Andrew: You've done biochemistry physiology, which is the perfect pre-requisite to reproductive medicine. Then you've done natural therapies which is the practice, if you like, you know, as you say, the tools that you use, that you choose to use. There are so many that haven't done those pre-requisites of biochem physiology. There are so many that haven't done reproductive medicine as a specialty. As a responsible practitioner, what should we be really doing when we're seeing these people, mainly women, presenting to your practice with recurrent miscarriages or recurrent fertility issues. What should be their action?
Elizabeth: I think unless you've got a really deep understanding of what happens here, you need to refer on to people who do. Because what's going to happen with, you know, this is what I was saying before, often you're encouraging health. So they might become just a bit more fertile, but you're not fine tuning. So what you're going to end up doing is where they went from infertility, they might become fertile but miscarrying now, because you didn't fine tune. And that could be a whole range of things to fine tune. So if you don't know, then you've got patients going through five miscarriages. And that's what's happened to me, where they've come to me going, "Oh, yeah, I've seen the naturopath and I've had three miscarriages now and I don't know what's happening." And then yeah, there's all the fine tuning stuff there but it's just otherwise it's going to be more heartache.
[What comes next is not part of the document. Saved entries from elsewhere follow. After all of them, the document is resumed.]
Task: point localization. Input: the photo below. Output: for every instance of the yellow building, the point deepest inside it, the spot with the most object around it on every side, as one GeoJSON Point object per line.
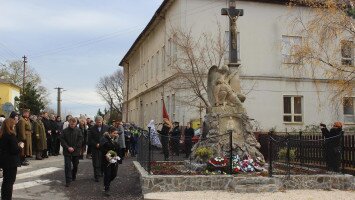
{"type": "Point", "coordinates": [8, 92]}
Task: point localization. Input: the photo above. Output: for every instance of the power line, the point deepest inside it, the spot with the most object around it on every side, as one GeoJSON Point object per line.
{"type": "Point", "coordinates": [8, 50]}
{"type": "Point", "coordinates": [85, 42]}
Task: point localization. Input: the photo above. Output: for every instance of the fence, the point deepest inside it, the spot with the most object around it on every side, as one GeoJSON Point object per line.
{"type": "Point", "coordinates": [149, 156]}
{"type": "Point", "coordinates": [304, 150]}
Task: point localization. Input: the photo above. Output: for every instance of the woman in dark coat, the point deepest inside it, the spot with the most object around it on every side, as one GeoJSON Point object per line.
{"type": "Point", "coordinates": [189, 134]}
{"type": "Point", "coordinates": [332, 146]}
{"type": "Point", "coordinates": [84, 132]}
{"type": "Point", "coordinates": [10, 150]}
{"type": "Point", "coordinates": [108, 143]}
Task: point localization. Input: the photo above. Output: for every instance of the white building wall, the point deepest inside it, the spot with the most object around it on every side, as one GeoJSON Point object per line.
{"type": "Point", "coordinates": [264, 77]}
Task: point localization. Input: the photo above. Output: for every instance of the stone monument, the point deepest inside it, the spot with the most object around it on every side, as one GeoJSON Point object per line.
{"type": "Point", "coordinates": [227, 113]}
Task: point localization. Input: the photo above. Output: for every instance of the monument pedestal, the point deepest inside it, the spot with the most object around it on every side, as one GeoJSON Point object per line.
{"type": "Point", "coordinates": [219, 122]}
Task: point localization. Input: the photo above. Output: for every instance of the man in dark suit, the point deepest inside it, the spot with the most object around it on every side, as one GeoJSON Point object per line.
{"type": "Point", "coordinates": [71, 140]}
{"type": "Point", "coordinates": [95, 134]}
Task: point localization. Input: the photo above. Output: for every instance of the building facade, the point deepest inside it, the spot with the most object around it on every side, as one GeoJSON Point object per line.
{"type": "Point", "coordinates": [8, 92]}
{"type": "Point", "coordinates": [275, 97]}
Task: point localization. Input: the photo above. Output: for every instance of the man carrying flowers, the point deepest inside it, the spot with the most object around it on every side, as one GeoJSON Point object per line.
{"type": "Point", "coordinates": [71, 140]}
{"type": "Point", "coordinates": [109, 148]}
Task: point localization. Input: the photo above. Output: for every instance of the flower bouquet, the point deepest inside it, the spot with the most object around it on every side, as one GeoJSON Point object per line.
{"type": "Point", "coordinates": [217, 163]}
{"type": "Point", "coordinates": [112, 157]}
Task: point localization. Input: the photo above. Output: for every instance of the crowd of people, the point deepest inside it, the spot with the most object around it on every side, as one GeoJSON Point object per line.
{"type": "Point", "coordinates": [40, 136]}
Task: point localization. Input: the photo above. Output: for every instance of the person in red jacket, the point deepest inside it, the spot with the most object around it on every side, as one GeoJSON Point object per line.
{"type": "Point", "coordinates": [332, 145]}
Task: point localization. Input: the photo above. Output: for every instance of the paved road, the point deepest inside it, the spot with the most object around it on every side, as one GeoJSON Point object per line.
{"type": "Point", "coordinates": [45, 180]}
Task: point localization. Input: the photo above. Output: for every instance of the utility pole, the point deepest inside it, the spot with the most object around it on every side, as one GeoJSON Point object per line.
{"type": "Point", "coordinates": [24, 74]}
{"type": "Point", "coordinates": [59, 100]}
{"type": "Point", "coordinates": [111, 102]}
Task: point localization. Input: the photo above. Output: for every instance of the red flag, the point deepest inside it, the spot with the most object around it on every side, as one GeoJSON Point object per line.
{"type": "Point", "coordinates": [165, 113]}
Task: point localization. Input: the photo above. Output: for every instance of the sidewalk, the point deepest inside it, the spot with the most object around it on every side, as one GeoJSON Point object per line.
{"type": "Point", "coordinates": [221, 195]}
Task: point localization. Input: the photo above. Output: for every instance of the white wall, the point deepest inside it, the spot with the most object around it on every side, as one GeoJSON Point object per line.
{"type": "Point", "coordinates": [264, 77]}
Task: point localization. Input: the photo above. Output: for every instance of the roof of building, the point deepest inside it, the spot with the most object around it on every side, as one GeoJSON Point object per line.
{"type": "Point", "coordinates": [4, 81]}
{"type": "Point", "coordinates": [160, 13]}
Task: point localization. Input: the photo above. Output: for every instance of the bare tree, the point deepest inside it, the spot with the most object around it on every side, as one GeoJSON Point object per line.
{"type": "Point", "coordinates": [110, 89]}
{"type": "Point", "coordinates": [195, 57]}
{"type": "Point", "coordinates": [13, 72]}
{"type": "Point", "coordinates": [327, 47]}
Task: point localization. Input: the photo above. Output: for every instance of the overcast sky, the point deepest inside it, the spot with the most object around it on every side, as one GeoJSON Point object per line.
{"type": "Point", "coordinates": [71, 44]}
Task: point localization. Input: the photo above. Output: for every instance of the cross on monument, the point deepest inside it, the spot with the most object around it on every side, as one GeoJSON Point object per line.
{"type": "Point", "coordinates": [233, 15]}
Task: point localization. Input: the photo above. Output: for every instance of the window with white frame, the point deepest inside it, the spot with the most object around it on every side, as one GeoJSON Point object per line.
{"type": "Point", "coordinates": [172, 51]}
{"type": "Point", "coordinates": [348, 105]}
{"type": "Point", "coordinates": [293, 109]}
{"type": "Point", "coordinates": [290, 46]}
{"type": "Point", "coordinates": [347, 52]}
{"type": "Point", "coordinates": [227, 41]}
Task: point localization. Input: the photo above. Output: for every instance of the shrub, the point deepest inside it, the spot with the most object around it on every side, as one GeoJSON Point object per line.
{"type": "Point", "coordinates": [204, 153]}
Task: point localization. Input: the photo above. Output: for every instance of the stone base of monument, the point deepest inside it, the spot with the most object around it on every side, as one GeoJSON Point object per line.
{"type": "Point", "coordinates": [220, 122]}
{"type": "Point", "coordinates": [241, 184]}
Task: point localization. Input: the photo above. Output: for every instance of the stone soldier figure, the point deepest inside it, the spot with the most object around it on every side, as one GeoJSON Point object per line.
{"type": "Point", "coordinates": [41, 139]}
{"type": "Point", "coordinates": [176, 138]}
{"type": "Point", "coordinates": [25, 133]}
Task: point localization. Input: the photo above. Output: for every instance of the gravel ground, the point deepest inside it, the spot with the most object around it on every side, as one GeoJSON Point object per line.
{"type": "Point", "coordinates": [126, 185]}
{"type": "Point", "coordinates": [287, 195]}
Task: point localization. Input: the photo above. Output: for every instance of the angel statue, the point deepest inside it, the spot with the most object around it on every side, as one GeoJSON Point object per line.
{"type": "Point", "coordinates": [220, 91]}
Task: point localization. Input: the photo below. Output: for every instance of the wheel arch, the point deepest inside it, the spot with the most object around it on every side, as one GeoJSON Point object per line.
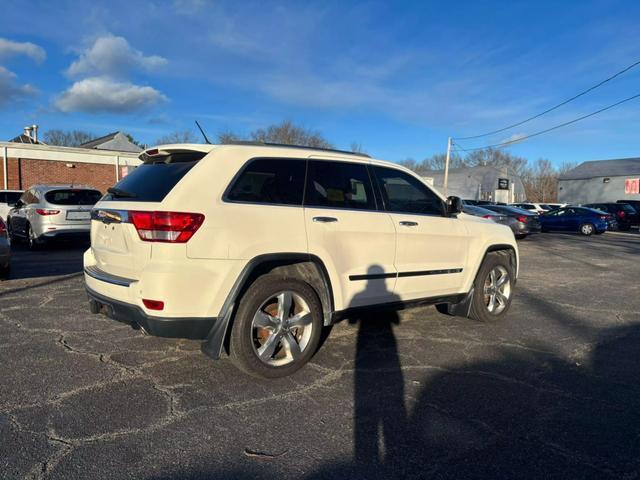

It's risky, it's very risky.
Andrew: And I've got to say, I love the way that you question then question and question your patients to really fine tune, as you say, you know, to really do that detective work so that you have a real clear picture of what's going on. It really impresses me, thank you so much.
Elizabeth: Oh, thank you.
Andrew: Well, no. I really am impressed but to me it's care. It's got to do with the responsible care of your patients. And as you say, you know, they're going through a heartache.
Elizabeth: A hundred percent.
Andrew: It's not something that they can go, "Ah, we'll just do it next month." No, they've been doing this for years. So, I really thank you for taking us through the important aspects of that and I’ve got to say, I look forward to chatting with you again on FX Medicine, Elizabeth Mucci.
Elizabeth: Oh, thank you, Andrew. I appreciate that.
Andrew: This is FX Medicine, I'm Andrew Whitfield-Cook.